Nation/World

A former Israeli hostage fears for the women she left behind in Gaza

SHFAYIM, Israel - As soon as Hamas gunmen abducted Agam Goldstein-Almog, 17, from her home in Kibbutz Kfar Aza on Oct. 7, they worked to dismantle her identity.

They shuffled her between subterranean tunnels, abandoned apartments and a school that doubled as a rocket launching site, she said, covering her in a headscarf and a long dress and commanding her to look at the ground. She said they ordered her to recite Islamic prayers and renamed her Salsabil, the natural springs of paradise mentioned in the Quran. They allowed her to shower five times in 51 days, she said.

“They took me, what remained of my family and it felt like, ‘That’s it, now we are living in Gaza,’” she told The Washington Post. “And that’s why it felt like it would be forever.”

Agam said she was forbidden from crying. She was not to mourn her father and older sister, 20-year-old Yam, shot dead by militants in their family home. Sometimes the captors shouted at her, she remembered, other times they tried to win her sympathy with looted creams and perfumes.

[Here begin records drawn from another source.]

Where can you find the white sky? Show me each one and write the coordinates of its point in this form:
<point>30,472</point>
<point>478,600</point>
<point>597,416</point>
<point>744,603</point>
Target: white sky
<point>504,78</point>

With guns cocked, Agam said they warned her family - especially her 9- and 11-year-old brothers - against making noise. If Israel found out where they were hiding, she remembers the kidnappers saying, the military would kill them all.

It was one of countless lies they told to assert “absolute control,” Agam realized after she was freed in late November - during a temporary humanitarian pause that involved the release of more than 100 hostages from Hamas captivity.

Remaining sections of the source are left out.